SUMMARY

This article describes the actions which are entered in the users audit log. The audit log is a log file detailing various events related to a mailbox. It is designed for users to quickly see recent activity on their mailbox. The audit log is accessible for users under the webmail client, and this can be enabled or disabled by the administrator.

Enabling the audit log is done through the administration program. Expand the Servers branch, right click the localhost icon and select Properties from the popup menu. Click the Auditing tab and you can enable the event auditing.

There are different levels of auditing, so you are able to vary the detail that gets logged. There are four levels of details that can get logged, these being lowest, low, normal and high. High level details are also added to the system messages. To change the level getting logged from the default the software offers, you change this Windows registry key:

[HKEY_LOCAL_MACHINE\SOFTWARE\Wow6432Node\Mail Enable\Mail Enable\Auditing]
"Level"=dword:00000005

By default the level is 5. Change to 1 to log all events, 3 to log from low to high, 5 to log from normal to high and 10 for just logging high. Some events can happen often, such as authentication, since some clients and protocols will continuously authenticate. The level of each item is indicated in the list of events below.

DETAIL

As well as viewing the audit log in webmail you can access the log files directly on the server.
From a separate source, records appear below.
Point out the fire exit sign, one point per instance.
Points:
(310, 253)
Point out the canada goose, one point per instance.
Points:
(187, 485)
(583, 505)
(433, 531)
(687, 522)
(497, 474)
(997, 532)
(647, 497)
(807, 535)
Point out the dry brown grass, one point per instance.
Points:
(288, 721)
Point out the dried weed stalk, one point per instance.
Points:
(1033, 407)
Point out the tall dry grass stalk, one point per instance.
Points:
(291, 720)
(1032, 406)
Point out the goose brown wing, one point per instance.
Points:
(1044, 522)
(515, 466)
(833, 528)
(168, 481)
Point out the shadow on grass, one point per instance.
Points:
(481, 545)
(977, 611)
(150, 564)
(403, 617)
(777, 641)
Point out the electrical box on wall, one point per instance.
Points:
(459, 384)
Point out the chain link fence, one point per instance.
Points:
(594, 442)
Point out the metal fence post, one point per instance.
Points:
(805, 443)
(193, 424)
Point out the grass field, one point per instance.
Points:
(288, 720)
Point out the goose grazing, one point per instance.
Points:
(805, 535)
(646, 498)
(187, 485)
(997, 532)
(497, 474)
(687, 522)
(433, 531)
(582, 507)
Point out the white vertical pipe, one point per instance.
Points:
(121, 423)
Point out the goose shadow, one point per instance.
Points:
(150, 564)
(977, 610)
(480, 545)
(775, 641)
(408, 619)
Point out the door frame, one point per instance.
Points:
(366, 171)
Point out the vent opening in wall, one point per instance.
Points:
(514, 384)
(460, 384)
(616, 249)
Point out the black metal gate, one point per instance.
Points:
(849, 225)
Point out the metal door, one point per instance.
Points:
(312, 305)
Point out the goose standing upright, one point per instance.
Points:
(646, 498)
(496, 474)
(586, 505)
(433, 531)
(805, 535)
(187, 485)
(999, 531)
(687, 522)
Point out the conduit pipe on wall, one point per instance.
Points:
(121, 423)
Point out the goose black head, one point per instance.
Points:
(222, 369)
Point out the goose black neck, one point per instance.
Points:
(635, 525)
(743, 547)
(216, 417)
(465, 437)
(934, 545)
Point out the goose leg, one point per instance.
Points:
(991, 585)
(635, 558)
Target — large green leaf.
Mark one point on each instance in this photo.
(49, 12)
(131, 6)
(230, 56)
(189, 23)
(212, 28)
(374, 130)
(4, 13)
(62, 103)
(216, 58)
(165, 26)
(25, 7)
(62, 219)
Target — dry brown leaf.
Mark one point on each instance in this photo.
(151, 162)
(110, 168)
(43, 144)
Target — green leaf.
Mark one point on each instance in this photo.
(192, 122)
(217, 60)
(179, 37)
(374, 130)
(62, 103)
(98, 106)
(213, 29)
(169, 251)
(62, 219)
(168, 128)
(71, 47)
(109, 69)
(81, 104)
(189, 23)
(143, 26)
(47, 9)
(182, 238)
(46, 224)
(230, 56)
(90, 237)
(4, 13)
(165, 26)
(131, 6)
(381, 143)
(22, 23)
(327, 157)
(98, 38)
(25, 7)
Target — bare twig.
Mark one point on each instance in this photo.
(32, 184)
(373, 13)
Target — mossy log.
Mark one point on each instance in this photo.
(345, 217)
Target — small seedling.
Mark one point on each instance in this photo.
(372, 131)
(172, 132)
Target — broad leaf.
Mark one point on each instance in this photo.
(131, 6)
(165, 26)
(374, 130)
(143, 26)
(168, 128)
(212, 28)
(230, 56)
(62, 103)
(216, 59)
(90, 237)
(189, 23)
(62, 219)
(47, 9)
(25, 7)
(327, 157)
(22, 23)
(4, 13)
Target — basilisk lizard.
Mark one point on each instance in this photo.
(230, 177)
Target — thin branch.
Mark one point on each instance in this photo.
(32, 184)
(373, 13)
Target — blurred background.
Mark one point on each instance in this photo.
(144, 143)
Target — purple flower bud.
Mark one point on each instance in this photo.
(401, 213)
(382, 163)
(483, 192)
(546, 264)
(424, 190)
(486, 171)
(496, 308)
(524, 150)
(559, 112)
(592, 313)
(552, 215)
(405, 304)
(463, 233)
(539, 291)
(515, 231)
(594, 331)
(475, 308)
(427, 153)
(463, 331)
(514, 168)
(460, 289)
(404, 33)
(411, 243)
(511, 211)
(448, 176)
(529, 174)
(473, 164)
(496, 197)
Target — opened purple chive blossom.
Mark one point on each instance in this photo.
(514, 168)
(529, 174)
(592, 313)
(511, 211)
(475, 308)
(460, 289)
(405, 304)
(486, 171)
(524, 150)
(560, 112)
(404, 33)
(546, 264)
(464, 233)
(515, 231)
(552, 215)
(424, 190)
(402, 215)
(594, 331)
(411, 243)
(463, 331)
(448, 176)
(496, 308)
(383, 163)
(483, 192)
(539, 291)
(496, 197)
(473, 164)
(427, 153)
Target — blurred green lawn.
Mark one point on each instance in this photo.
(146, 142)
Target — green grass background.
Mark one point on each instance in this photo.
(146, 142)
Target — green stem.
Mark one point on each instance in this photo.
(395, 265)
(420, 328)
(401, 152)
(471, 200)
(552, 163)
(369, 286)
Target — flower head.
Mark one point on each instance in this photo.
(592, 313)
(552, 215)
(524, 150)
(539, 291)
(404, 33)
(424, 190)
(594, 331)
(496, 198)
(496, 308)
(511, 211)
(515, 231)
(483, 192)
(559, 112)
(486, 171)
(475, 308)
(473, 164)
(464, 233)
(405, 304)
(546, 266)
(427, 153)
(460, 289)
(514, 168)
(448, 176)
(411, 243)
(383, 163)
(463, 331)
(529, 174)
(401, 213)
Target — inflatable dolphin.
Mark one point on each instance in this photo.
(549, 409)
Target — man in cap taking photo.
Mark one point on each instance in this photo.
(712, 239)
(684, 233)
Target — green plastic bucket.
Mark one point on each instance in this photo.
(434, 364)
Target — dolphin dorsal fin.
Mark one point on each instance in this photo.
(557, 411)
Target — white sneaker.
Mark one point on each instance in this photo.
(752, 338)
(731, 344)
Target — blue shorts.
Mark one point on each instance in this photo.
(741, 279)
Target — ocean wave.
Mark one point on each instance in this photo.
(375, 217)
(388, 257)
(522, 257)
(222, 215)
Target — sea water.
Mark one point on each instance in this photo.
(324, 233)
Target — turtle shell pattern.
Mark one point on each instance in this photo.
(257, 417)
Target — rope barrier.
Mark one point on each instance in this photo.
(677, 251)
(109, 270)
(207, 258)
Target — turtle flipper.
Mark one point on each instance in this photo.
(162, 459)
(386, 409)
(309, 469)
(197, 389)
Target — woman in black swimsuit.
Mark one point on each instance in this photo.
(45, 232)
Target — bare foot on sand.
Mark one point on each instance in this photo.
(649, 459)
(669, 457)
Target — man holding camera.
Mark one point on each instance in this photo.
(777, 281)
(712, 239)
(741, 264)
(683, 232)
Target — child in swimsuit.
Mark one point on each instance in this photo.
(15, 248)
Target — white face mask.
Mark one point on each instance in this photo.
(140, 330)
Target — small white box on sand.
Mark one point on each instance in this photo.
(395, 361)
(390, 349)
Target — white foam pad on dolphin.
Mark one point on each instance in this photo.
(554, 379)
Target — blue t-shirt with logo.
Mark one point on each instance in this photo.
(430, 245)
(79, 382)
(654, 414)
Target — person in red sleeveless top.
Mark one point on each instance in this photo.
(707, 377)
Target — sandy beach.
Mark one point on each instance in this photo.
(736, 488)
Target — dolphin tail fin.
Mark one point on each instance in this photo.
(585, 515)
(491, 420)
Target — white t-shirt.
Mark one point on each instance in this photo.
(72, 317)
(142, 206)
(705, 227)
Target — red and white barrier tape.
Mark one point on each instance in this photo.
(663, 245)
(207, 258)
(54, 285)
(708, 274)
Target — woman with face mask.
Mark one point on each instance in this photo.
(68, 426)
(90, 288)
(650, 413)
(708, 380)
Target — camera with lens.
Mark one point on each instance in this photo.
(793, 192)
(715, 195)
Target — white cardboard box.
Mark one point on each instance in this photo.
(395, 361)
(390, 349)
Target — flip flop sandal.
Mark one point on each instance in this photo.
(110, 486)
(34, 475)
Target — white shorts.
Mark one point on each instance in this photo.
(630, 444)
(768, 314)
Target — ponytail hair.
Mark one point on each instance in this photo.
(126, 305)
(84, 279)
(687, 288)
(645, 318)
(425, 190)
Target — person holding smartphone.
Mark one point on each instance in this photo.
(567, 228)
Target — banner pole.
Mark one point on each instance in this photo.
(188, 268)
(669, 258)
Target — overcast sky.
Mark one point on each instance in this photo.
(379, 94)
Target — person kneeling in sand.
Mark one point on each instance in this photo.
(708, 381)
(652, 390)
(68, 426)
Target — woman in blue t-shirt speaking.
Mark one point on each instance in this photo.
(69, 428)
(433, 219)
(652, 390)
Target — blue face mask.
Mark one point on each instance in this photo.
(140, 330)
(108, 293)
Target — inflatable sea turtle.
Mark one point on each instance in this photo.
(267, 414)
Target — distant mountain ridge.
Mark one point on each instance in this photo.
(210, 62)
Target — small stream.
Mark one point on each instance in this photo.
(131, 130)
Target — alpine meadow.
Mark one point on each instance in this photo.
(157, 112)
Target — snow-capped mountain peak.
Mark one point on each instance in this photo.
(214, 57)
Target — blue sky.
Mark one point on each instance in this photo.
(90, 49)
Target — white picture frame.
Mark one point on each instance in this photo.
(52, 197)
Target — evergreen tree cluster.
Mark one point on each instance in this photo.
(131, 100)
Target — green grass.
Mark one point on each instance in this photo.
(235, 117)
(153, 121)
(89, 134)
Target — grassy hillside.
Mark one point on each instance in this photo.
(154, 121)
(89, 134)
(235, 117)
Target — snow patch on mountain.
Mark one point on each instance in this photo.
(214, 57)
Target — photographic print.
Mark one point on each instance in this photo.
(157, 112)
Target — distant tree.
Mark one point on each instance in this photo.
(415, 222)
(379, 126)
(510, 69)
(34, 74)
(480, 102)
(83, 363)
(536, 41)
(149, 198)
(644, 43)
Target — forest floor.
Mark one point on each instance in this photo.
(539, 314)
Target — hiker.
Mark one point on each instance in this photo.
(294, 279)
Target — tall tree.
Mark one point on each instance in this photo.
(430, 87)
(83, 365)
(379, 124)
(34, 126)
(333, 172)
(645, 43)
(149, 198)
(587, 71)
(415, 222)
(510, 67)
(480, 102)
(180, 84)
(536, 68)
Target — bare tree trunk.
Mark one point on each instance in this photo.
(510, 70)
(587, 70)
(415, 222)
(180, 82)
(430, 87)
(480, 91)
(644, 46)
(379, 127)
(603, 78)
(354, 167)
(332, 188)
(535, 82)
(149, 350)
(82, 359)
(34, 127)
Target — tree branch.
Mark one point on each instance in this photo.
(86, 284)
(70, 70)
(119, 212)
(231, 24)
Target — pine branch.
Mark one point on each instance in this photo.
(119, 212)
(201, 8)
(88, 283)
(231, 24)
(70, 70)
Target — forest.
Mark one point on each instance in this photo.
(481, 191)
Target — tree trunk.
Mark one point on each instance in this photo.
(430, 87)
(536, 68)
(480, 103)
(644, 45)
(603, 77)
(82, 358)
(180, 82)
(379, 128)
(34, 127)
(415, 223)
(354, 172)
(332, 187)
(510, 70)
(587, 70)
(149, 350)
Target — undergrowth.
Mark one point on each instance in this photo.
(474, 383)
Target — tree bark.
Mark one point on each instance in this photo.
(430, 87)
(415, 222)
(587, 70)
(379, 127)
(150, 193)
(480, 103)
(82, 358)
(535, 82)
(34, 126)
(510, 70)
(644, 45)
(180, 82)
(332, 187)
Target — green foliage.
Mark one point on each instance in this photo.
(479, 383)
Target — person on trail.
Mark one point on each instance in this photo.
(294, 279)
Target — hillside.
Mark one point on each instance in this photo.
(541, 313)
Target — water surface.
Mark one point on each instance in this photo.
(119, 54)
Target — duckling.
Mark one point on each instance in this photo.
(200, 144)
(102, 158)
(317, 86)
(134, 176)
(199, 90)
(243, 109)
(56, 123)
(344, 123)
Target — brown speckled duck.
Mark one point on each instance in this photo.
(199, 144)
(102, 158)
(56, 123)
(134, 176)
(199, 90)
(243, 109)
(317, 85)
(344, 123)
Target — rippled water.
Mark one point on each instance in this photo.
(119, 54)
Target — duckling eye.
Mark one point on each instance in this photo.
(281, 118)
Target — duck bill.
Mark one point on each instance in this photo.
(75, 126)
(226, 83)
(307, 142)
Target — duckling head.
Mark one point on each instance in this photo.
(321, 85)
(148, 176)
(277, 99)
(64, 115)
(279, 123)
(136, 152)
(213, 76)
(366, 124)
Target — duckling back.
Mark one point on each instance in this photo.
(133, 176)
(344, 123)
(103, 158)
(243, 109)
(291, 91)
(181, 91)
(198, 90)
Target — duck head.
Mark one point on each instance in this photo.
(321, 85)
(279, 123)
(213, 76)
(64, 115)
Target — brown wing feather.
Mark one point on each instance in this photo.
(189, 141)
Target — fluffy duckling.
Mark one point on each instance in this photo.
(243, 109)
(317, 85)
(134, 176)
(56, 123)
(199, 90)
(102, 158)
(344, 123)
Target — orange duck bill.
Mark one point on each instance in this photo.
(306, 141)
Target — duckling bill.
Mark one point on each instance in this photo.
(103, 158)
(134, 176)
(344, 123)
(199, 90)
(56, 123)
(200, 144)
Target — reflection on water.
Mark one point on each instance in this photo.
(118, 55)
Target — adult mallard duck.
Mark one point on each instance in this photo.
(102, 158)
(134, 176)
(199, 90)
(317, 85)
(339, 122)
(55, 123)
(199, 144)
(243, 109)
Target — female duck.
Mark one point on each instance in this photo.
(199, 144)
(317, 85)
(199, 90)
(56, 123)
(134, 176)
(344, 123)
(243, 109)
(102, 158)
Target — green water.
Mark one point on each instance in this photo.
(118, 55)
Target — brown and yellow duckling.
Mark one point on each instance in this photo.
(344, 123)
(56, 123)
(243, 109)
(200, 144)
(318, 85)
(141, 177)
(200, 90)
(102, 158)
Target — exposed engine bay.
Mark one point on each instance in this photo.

They are located in the path:

Mail Enable\Config\Audit\[postoffice]\[mailbox]\AUDIT-YYMMDD.log

The following actions are recorded (grouped under the relevant service):

General
When a mailbox is added (5 - if audit changes for mailboxes is enabled)
When a mailbox is removed (5 - if audit changes for mailboxes is enabled)
When a mailbox is edited (5 - if audit changes for mailboxes is enabled)

ActiveSync
When a message is sent (5)

IMAP
When a login succeeds (1)
When a login is made, but access to the service is denied (5 - only logged if abuse detection is on)
When a login failed (5 - only logged if abuse detection is on)
When a folder is deleted (5)
When messages marked for deletion in a folder are "expunged" (5)
When a folder is renamed (5)

Webmail
When a message is sent (5)
When a login succeeds (1)
When a login is denied due to region (5)
When messages are deleted (5)
When messages are archived (5)
When calendar items are deleted (5)
When contact items are deleted (5)
When tasks are deleted (5)

POP Retrieval
When the login to a remote POP service fails (5)
When messages are retrieved from a remote POP service (5)

Management service
When old messages in Deleted Items folder are purged (5)
When old messages in Inbox folder are purged (5)
When old messages in Sent Items folder are purged (5)
When old messages in Junk E-mail folder are purged (5)

Postoffice connector
When a message being delivered puts user over quota (5)
When a message being delivered is detected as spam (5)
When a message being delivered was deleted due to mailbox rules (5)
When a message being delivered was deleted due delivery event (5)
When a message being delivered was deleted due mailbox spam rules (5)
When a message was delivered to a mailbox folder (5)

SMTP
When a message is sent by authorised user (5)
When a message is rejected because the sender has been blacklisted (5)
When a user has sent too many message per hour (10)

CHANGING LOG RETENTION 

By default there will be 5 days of audit logs kept for each mailbox. It is possible to extend this time by editing the following registry key. The registry key is in minutes.

[HKEY_LOCAL_MACHINE\SOFTWARE\Wow6432Node\Mail Enable\Mail Enable\Auditing]
"Retention Minutes"=dword:00001c20

You will need to restart the mail services after changing this value. Webmail will still only allow 5 days of logs to be viewed by users.